Oversampling is performed to more accurately obtain information about demographic groups that make up a small proportion of the population. For example, imagine a national pollster surveying every state to measure support for Clinton and Trump. If the survey consists of 1000 people and is conducted at random, then on average, 2 people will be from Wyoming. There is no way to use such a sample to draw meaningful inference on the voting preferences for the entire state of Wyoming. If pollsters are interested in Wyoming, then they would need to deliberately oversample people from Wyoming. Having 30 or 40 individuals from Wyoming could potentially be enough to draw inference about its voting preferences.
In practice, oversampling is often used to survey “interesting” demographic groups that would not be captured in regular polls. Hispanics who do not speak English are an interesting demographic group because they make up large portions of particular regions of the country, like Arizona and parts of Florida, and because their voting preferences can have sway over an election. However they are rarely included in polls because most polls are English-only. In order to capture non-English speaking Hispanics, it makes sense to intentionally call more of them and ask questions in Spanish than to indiscriminately call everyone and hope that some of them are included in the sample.

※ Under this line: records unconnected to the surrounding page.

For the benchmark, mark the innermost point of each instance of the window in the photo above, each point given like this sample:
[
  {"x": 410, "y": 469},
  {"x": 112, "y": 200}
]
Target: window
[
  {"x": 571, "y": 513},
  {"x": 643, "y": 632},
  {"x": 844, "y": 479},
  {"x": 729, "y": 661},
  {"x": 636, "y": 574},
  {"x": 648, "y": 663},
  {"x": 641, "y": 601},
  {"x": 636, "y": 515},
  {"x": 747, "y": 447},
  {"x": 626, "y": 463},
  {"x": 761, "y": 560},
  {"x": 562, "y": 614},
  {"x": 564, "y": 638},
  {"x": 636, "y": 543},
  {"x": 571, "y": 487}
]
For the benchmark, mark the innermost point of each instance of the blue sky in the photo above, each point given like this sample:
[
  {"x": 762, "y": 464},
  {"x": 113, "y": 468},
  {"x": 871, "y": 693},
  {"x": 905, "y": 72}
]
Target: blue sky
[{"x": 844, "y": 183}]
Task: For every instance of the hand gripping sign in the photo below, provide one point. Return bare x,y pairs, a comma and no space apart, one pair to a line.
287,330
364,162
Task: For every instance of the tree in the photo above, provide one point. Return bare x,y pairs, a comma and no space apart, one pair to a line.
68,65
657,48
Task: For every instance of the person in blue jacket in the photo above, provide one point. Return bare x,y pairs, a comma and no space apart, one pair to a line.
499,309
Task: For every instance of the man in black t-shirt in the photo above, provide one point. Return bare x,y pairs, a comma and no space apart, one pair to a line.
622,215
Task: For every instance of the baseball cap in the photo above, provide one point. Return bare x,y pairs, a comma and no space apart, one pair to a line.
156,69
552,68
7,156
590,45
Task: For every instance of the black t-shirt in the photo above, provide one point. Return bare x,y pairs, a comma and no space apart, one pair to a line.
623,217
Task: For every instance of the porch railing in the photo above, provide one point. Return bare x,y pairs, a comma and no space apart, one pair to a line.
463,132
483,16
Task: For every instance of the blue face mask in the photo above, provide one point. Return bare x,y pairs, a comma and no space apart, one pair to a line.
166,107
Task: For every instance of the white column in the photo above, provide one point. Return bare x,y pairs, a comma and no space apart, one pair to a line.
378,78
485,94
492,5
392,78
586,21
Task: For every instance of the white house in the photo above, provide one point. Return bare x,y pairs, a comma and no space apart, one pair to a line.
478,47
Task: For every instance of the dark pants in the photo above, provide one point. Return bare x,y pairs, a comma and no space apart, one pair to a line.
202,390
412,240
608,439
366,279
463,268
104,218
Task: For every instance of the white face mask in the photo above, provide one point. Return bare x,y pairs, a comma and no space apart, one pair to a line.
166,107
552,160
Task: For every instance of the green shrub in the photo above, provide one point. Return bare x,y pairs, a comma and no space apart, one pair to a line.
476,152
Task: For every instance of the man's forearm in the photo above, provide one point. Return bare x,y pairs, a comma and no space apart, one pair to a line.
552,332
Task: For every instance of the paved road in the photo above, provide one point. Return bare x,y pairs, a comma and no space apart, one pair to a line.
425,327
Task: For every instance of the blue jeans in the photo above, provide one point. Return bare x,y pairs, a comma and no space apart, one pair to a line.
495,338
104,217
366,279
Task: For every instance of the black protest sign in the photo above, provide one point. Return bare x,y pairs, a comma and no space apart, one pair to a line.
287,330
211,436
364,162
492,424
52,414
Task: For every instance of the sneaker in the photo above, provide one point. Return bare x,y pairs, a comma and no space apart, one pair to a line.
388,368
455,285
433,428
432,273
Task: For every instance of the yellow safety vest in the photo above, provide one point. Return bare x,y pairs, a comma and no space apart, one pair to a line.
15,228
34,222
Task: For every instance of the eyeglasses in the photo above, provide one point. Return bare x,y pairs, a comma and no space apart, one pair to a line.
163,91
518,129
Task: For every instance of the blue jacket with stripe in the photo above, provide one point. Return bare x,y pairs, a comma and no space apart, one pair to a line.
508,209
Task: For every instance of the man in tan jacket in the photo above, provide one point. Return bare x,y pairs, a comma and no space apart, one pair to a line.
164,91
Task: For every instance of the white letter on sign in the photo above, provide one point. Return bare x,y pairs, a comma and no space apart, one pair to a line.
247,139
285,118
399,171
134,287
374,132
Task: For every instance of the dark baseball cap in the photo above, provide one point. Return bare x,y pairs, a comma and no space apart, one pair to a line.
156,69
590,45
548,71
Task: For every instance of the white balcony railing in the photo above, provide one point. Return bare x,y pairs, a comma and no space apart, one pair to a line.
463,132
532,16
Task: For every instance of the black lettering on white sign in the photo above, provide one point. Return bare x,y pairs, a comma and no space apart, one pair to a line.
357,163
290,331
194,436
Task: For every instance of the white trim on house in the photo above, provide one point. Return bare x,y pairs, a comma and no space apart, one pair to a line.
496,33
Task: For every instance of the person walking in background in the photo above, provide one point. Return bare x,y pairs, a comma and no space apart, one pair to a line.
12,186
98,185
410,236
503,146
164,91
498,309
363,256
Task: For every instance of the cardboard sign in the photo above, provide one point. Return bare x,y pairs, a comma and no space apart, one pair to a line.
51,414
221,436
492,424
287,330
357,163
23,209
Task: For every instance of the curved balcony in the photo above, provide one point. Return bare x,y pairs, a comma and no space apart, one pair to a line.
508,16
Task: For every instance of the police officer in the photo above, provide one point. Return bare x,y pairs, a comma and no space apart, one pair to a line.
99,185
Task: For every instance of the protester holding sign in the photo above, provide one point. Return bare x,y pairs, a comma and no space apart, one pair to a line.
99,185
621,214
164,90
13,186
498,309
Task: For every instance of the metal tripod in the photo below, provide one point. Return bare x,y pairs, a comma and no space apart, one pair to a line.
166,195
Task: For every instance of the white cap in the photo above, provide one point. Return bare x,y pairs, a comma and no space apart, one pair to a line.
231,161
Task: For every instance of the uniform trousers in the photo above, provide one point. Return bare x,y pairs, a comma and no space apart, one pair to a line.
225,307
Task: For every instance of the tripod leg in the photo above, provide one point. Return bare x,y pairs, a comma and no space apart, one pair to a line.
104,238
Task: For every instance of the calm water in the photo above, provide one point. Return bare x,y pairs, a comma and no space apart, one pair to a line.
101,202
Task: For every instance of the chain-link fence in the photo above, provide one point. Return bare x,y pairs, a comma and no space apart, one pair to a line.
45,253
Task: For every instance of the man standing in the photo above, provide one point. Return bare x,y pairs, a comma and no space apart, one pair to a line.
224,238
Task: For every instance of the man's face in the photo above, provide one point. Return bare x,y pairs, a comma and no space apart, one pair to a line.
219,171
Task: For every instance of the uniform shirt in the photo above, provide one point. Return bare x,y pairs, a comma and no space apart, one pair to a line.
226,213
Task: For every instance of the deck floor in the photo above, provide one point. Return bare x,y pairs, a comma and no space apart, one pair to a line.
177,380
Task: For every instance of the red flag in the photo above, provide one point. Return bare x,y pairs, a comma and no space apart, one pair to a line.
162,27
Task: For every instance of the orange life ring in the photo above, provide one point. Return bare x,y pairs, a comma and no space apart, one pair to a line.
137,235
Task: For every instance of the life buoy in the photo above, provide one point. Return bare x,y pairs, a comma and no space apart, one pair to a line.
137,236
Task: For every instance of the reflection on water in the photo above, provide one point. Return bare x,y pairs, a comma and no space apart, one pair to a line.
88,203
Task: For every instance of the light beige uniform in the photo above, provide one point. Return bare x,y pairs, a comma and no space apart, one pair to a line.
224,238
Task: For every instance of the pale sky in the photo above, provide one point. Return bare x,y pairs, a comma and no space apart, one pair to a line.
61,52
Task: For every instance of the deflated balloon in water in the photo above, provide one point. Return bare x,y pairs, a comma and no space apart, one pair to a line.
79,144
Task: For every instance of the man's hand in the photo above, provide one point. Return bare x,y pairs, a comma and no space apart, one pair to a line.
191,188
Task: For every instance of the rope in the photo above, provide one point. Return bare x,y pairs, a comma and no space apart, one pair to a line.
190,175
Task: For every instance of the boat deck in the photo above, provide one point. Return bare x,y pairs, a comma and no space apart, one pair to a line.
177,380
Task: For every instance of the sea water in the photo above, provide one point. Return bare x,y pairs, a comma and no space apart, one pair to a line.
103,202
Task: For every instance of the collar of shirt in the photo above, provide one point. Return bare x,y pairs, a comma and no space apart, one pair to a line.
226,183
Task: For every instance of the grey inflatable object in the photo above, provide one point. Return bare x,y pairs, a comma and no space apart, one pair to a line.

The most common criticism of oversampling is one that seemingly makes sense. If a rare demographic group with high Clinton support is oversampled, doesn’t that skew the sample in favor of Clinton supporters? This criticism is easily accounted for by a technique called poststratification. Rather than explaining what poststratification is, I will give an example and how it works will become immediately apparent.
Imagine you want to study support for a political candidate among men and women in the population. You call 100 people, all of whom respond, and 35 of them are men and 65 of them are women. You know that in reality, approximately half the population is male and half the population is female, so you can weigh the men more highly to allow the sample to represent the population.
Similarly, if the Clinton campaign wants to measure support of Florida Hispanics over the age of 65, the Census Bureau provides population frequencies that can be used to adjust the poll so that any polled Florida Hispanics over the age of 65 are adjusted to their true population makeup.
Poststratification is fantastic because it allows for deliberately non-representative polls to provide meaningful information about the population of interest in a survey. Andrew Gelman, Professor of Statistics and Political Science at Columbia University, used poststratification on a highly non-representative XBOX poll of the 2012 presidential election to accurately predict an Obama victory. This is particularly remarkable not just due to the nature of the poll, but because it accurately forecasted support among demographic groups that are not common XBOX users, like 65+ year old women.
The polls were quite off for a Trump victory in Midwest states like Michigan and Wisconsin, and it will be a while until we figure out exactly why. However it is unlikely that oversampling is the primary culprit, as it provides highly useful information about important demographic groups.